Aang sat on the train quietly listening to the sounds of the large vehicle move and watched as the trees and animals of the forest passed by. There wasn't a thing he hated more than moving. His father, Gyatso's, job required them to move often because he was a journalist and wrote his columns about different cities around the world, big and small. This move required moving to a small city in Canada. Bear Creek was the name to be exact. The fact that Aang had never heard of this place in his entire life of traveling around the world made him slightly nervous but he had done this a million times and would do it a million more.
Aang's thoughts returned back to the world outside. The train's windows were frosty as was the world outside them; snow coated everything, the roads, the trees, you name it. Slowly as the train pulled to a stop in some rinky-dink station, he noticed that the town was extremely small. There had to be at most one hundred people living there. Aang had lived on four different continents, in the most famous cities, and he ends up there? Bear Creek?
One could say he was upset but Aang was furious. What was so important about this place? His father and him stepped off the train and the teen pulled his jacket around himself. It was freezing, the temperature taking his mind off of his personal predicament. With a blue duffle bag in one hand and a striped backpack thrown over his back, Aang followed his father to their new house a couple blocks away.
It was sunshine yellow with a white trim, two floors, and had a porch. The darn thing looked like it was pulled right out of a home improvement magazine. Gyatso pulled out a set of keys and flipped through them until he found the right one, inserted it into the lock, and pushed the door open. Aang and his father went inside to the already furnished house.
"Work lent us all of the furniture," Gyatso said with a simple smile as he set down the two bags he was carrying. "I'll show you your room."
"How do you know this place so well, dad?" Aang said following the man up the stairs. It seemed strange that they had been there once and he already knew the ins and outs of the place.
"I picked out the house while you stayed at your grandparents house over the summer," Wow, what a response. Aang was hoping for something deeper. The teen shrugged his shoulders when they got to the top of the stairs. The hallway had five white doors and wood floors. Two of the doors led to bedrooms, one door led to a bathroom, and the other two were closets.
"Your room is the one on the left," Gyatso smiled. He was a man of very little words but he always knew just what to say. Aang nodded and smiled back. He opened the door gingerly as if there was a monster on the other side.
His room was simple, a dresser, a bed, and a desk. Three of the walls were a burnt orange and the other was a maroon color. The floor was wooden like the rest of the house. Aang plopped himself down on his bed and tossed the duffle bag on the ground and dumped the backpack next to him.
Katara woke to her brother playing on the Xbox screaming crazy phrases to it. She rolled over unhappily and buried her head under her pillow; it was six in the morning on a dang Saturday. The screaming didn't let up when her head was under the pillow.
The girl threw the pillow onto the other side of the bed and got up. She slipped her feet into her blue slippers and shuffled to the stairs that overlooked the living room.
"What's the big idea, Sokka?" Katara's voice hinted anger but she was too sleepy to get full throttle pissed with him. Her brother, pausing the game, he looked back at her.
"What's your problem, sleeping beauty? Awoke and realize you still didn't have your prince?" Sokka thought he was so funny. Katara on the other hand did not think so but had nothing to say. She padded into the kitchen for breakfast. Her dad left a note.
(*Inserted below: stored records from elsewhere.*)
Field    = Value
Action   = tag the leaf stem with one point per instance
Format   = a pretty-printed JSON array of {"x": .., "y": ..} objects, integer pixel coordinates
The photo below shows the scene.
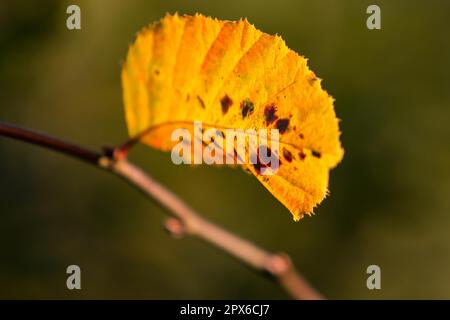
[{"x": 183, "y": 220}]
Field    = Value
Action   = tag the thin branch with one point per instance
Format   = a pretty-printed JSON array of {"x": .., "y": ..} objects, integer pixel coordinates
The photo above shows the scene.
[{"x": 183, "y": 220}]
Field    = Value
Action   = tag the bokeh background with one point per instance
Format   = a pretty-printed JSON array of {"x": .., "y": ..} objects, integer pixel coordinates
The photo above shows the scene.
[{"x": 389, "y": 202}]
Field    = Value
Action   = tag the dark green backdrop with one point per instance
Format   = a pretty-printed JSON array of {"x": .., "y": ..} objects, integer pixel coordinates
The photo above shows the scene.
[{"x": 389, "y": 202}]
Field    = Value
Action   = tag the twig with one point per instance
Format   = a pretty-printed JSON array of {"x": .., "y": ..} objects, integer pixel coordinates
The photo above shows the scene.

"Katara, make sure your brother doesn't get himself into too much trouble. Sokka, don't get into trouble. –Dad" it said.
"Wow, thanks dad. You are just so sweet it makes my heart melt." She gave the note a death stare and yelled to her brother. "Have you seen the note dad left us?"
"Yeah," Sokka said simply with a sign of sadness in his voice. Katara winced when she heard how upset he was over the note. The girl knew how much the absence of their father upset her older brother and it wasn't very smart of her to bring up the simple note.
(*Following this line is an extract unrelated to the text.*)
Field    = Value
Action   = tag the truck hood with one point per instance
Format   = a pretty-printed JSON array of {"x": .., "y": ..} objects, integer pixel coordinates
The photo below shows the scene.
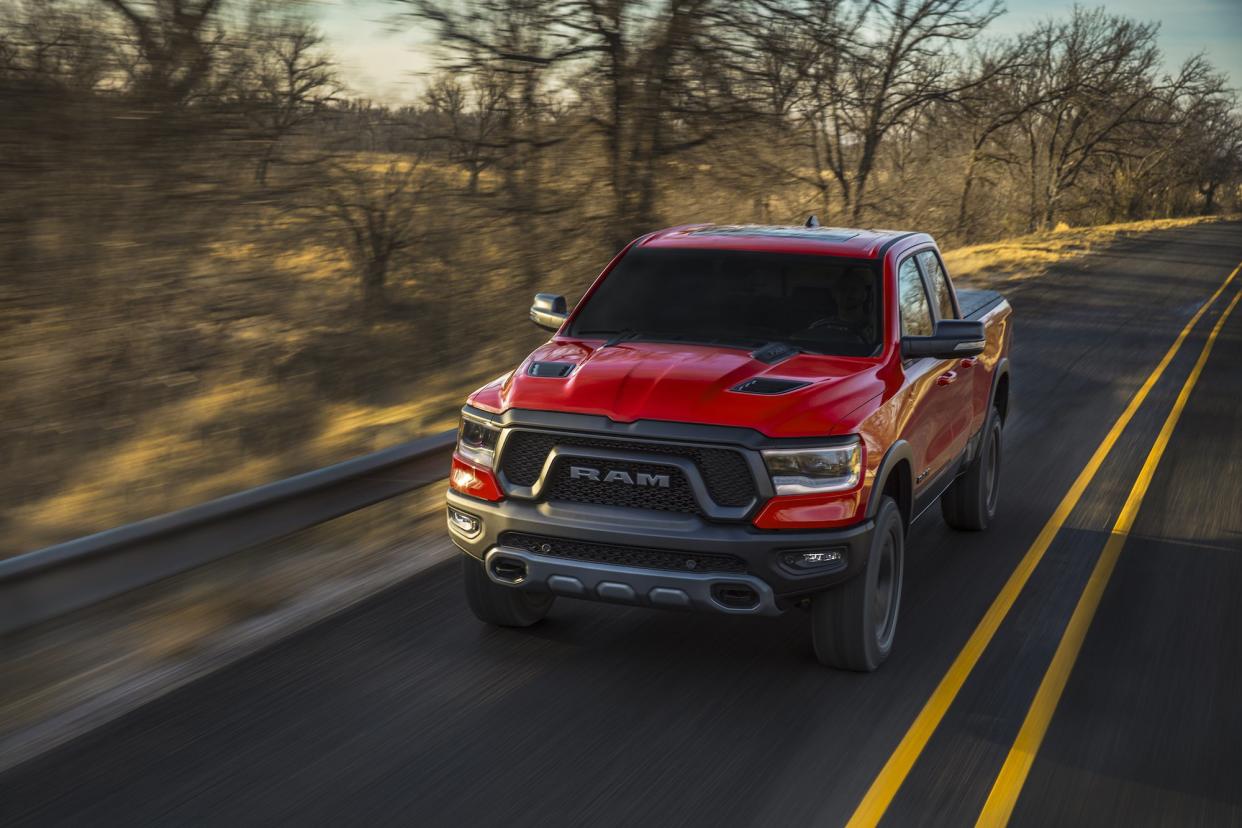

"Do you want to go do something?" Katara said trying to diverge of the subject. "Maybe we could go get breakfast at the diner." The girl didn't feel like being in the house anymore with that air of awkwardness in it and she hoped her brother would feel the same way.
"Sounds good," Sokka slowly paused his game got up off of the couch and trekked up stairs without another word. Katara sat down on one of the stools they had at their kitchen island. She put her head in her hands. The poor guy didn't have a whole lot of guy friends and all the friends he did have he wasn't close to.